Right to grow your own – vegetables and ideas
Published: 26th March, 2010
• What a waste
It is said that no matter how great communications become, working form home will never replace the benefits of the work place or office, because it is human integration that brings about creativity for new ideas and solutions.
So imagine the eclectic community of Fitzrovia, coming together to work an allotment.
A collection of artists, writers mixed in with regular workers and eccentric characters, all amateur gardeners, complaining about various problems of our modern age.
What ideas and solutions might they come up with?
Well, we may never know because Iceland have pulled out of the deal negotiated by Camden Bloomsbury councillor Rebecca Hossack, to allow the Middlesex grounds to be used as a temporary allotment while the they lie empty.

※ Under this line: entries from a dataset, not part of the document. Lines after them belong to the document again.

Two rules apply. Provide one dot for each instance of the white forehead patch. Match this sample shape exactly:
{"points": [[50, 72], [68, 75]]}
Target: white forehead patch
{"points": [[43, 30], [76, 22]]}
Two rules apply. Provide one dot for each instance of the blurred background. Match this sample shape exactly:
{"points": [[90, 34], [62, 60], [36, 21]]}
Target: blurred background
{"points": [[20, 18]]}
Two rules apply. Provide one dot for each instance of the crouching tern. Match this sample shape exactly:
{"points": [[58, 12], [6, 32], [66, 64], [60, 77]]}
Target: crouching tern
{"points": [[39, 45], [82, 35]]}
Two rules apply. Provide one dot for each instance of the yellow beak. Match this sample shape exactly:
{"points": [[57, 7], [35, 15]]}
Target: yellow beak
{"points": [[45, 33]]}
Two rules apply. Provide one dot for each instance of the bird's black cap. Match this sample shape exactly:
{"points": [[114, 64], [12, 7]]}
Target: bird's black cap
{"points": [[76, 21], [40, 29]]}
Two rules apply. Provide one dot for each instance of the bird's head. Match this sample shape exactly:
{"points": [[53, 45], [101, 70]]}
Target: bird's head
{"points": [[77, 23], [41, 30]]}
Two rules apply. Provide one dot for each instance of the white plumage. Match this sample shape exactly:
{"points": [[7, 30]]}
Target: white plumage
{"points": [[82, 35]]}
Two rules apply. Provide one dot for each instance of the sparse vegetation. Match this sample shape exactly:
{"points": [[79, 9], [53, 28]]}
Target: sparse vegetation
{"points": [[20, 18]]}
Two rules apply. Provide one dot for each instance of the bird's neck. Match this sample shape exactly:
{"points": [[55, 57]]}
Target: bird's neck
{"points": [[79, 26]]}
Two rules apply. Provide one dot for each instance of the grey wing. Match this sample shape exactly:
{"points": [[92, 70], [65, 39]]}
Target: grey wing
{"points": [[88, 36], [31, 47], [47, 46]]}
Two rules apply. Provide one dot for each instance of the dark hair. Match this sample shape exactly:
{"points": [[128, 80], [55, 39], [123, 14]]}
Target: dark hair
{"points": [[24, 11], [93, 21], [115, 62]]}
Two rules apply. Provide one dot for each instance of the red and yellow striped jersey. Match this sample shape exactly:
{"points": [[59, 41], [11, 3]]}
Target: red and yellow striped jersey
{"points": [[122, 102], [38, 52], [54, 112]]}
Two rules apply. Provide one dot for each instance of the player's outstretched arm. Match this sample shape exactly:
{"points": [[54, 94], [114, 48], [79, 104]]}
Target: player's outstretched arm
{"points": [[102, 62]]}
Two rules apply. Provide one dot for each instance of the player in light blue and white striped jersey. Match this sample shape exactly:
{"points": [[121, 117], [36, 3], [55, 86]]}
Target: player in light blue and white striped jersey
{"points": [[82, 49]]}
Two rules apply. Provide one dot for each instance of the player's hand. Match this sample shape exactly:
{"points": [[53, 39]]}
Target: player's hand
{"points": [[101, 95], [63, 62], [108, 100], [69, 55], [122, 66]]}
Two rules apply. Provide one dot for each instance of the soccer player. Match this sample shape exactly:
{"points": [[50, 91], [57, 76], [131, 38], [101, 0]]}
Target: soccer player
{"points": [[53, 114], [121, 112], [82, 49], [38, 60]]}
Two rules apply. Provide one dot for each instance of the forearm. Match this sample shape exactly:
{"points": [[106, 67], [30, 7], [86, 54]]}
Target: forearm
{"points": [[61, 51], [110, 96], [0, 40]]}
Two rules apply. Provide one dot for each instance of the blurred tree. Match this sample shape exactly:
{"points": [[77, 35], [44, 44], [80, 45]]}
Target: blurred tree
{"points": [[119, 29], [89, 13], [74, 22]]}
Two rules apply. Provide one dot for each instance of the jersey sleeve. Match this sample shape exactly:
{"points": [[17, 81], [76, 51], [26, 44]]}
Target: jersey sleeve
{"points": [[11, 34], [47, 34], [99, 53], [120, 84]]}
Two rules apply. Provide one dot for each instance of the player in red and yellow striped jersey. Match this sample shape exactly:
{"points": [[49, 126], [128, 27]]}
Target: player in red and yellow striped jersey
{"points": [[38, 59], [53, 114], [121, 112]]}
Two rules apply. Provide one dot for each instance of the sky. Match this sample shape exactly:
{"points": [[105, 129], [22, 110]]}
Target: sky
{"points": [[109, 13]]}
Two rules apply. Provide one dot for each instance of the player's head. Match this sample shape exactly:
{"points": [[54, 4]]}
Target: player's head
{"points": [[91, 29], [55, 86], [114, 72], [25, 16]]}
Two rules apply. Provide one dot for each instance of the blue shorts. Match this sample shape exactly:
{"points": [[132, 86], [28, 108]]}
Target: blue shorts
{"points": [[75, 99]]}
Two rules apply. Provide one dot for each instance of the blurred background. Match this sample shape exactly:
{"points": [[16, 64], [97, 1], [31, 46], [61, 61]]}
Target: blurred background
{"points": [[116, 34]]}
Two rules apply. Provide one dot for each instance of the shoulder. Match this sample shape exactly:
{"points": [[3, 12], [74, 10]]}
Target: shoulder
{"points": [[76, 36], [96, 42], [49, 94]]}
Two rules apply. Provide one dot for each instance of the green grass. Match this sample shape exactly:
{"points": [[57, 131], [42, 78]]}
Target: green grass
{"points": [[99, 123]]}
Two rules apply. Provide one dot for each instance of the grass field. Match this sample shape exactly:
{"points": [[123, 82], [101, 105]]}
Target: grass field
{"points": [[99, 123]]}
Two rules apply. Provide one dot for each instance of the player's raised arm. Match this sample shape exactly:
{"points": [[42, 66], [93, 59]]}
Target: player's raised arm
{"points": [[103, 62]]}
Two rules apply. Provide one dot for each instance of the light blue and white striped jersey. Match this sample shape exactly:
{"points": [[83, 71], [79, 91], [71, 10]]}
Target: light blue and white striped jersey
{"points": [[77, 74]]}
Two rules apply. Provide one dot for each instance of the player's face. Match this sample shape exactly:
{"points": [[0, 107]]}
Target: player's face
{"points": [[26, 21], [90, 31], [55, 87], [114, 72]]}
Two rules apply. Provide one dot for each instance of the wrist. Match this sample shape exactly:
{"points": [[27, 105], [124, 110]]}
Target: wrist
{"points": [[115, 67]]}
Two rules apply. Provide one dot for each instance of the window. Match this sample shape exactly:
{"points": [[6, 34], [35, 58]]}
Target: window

Iceland say that “because the property market in London has increased in the last three months, they have decided to put the property back on the market”.
However they’re asking so much money that no one wants to buy it.
Cllr Hossack hasn’t given up. She is trying again to fight for Fitzrovians to have a chance to experience growing their own vegetables; to cultivate green skills, to teach children about food production, rediscovering old skills while getting exercise, and engage in the real world as opposed to the virtual world of the online culture.
And, even if the grounds were sold tomorrow, it would still lie empty for a long time while architects and lawyers sieve through the bureaucracy.
So why not allow this project to go ahead? I can understand Iceland reluctance to allow something new due to the economic climate. But they really don’t have anything to lose. Surely getting the community on side is in the interest of whoever buys the ground. A little courage to venture outside “the box” could reap great rewards.